Sarah [Sarai to begin with] knew what it was like to be living with disappointment for most of her life.  She was a very beautiful woman [still desirable to other men when she was 86 years old - Gen. 20!].  She seemed to have everything going for her.  She married a good man.  In a culture where polygamy was common, there is no record that Abraham ever had another woman until he married Hagar - at Sarah’s insistence.  Like most young women, she had dreams of a family.  Sometime shortly after marriage that dream was crushed.  She discovered that she could not have children [Gen. 11:30].

Living with disappointment can cause a continue heart ache.  What did Sarah do?

In our modern western society, which officially accepts the murder of children as a mother’s right, it may be hard to imagine how devastating such a realization was.  For most women in ancient society their life was centred on their home and children.  Not having children would usher in loneliness and a loss of purpose in life.  Society would consider her cursed.  Other women would laugh, pity or ignore her.  Other men would encourage her husband to take another wife so he, at least, could have a family and heirs.  Sarah would be living with this shattering disappointment for 89 years!  

Was she happy when her husband heard from an unknown God and moved his family to parts unknown?  Perhaps, but she knew no matter where she went her condition would soon be known and the laughter, rejection and loneliness would continue.  You can’t escape from your own body!

In spite of this, we never once read where she blamed God or her husband [after all, until Hagar became pregnant it could have been Abraham’s problem].  Many people who are living with disappointment blame God or become bitter and angry.  In so doing they not only ruin their own lives, but also bring pain and destruction into the lives of others.  

I am sure Abraham had many times shared with her the promise of God for an heir through her, but she does not seemed have believed the promise until after she was rebuked for laughing at it [Gen. 18:6-15, Heb. 11:11].  She had lost hope for herself, but she did not allow that to hinder her relationship with Abraham or the managing of a large household - although none of the members were hers.

At one point Sarah, realizing that she could “never” have a child, came up with a plan to get a child of her own.  She would have someone else have a child for her!  To be fair she waited until she was 75 years old.  That’s a lot of patience when you are living with disappointment.  It failed and she was left feeling even worse than before.
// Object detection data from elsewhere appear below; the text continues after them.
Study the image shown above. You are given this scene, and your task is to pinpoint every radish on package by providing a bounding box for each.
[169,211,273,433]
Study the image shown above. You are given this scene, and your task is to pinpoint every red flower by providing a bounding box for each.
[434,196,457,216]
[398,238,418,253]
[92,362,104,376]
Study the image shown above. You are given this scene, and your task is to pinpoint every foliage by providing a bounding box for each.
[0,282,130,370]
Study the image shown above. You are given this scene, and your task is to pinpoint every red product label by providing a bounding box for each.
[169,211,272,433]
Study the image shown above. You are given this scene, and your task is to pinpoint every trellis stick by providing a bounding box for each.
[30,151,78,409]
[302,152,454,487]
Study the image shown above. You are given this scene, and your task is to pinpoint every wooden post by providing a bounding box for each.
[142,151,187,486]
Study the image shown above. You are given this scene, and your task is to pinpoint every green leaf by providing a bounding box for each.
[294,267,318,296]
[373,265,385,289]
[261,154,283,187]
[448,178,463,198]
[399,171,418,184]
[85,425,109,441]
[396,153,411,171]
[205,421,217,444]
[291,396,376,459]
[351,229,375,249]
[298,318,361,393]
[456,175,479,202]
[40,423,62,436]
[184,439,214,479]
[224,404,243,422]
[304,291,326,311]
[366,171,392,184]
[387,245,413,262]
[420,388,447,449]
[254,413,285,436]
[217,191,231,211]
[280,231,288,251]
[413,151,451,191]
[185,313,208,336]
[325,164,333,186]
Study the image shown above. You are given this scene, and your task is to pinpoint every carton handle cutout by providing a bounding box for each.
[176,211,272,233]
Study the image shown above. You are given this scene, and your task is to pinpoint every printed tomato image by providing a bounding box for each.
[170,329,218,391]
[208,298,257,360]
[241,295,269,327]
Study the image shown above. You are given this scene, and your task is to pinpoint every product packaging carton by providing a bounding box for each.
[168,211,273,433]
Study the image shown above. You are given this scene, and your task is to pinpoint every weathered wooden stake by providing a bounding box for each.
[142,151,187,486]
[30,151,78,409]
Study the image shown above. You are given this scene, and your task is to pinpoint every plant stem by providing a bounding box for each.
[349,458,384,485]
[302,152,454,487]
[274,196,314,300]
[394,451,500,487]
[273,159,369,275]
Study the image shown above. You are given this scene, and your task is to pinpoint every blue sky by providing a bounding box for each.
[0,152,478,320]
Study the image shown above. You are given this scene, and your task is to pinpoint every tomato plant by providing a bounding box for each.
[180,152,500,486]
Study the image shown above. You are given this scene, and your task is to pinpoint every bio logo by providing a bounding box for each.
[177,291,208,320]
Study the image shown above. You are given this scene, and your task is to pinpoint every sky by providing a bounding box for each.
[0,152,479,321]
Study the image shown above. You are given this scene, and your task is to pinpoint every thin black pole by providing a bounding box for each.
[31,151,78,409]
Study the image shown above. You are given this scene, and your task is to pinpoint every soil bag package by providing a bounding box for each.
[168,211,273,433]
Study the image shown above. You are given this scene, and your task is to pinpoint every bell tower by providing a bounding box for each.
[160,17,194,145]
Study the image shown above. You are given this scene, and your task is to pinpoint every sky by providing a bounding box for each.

Yet, in the timing of God, when she was 90 years old she gave birth to Isaac and had the joy of living with him for 37 years.  All her pain and suffering turned to joy.  The last 37 years of her life were her most exciting and fulfilling years.  

What would have happened if Sarah had been a “normal” woman and had had many children throughout her life?  She would have been happy in life, but world history would have been changed.  Abraham would never have had to prove his faith so he would not have become the Father of the Faithful.  Isaac would not have been the only seed.  Israel would not have come into existence to be the womb through which the Messiah would be born.  This was so much bigger than Sarah and her presonal happiness.  But even from Sarah’s point-of-view she would never have known the intense joy of seeing a dead dream come to life.   I doubt at the end she would have traded Isaac for all the children she could have had.

Living With Disappointment
Today

As Christians, what do we do when we are living with disappointment? 

1.  It is not wrong to grieve for a season, especially if it involves the death of a person or a marriage.

2.  We do not blame God or reject Him.  Instead we use the grieving process to draw closer to Him, through praise and worship.  Job is a good example of this.  Also see James 1:2-12 and Phil. 4:4-7.

3.  We realize that even though our disappointment is real and our pain may be deep, God is good.  He is sovereign and in control.  He has a higher purpose for our benefit and for the benefit of others.  We may not understand what it is.  We may never understand what it is.  However, we trust Jesus Christ - bringing our dashed hopes and tears to Him.  Like Mary, we sit at His feet and listen to Him.  

4.  We learn to move on in life.  We do not allow bitterness to harden and destroy us and others.  How many marriages have been broken up because of the tragic death of a child and one partner who refuses to move on?  Instead of losing one, they have lost all.  The past cannot be changed.  We can only trust Jesus and see what good can come out of it as we go forward in Him.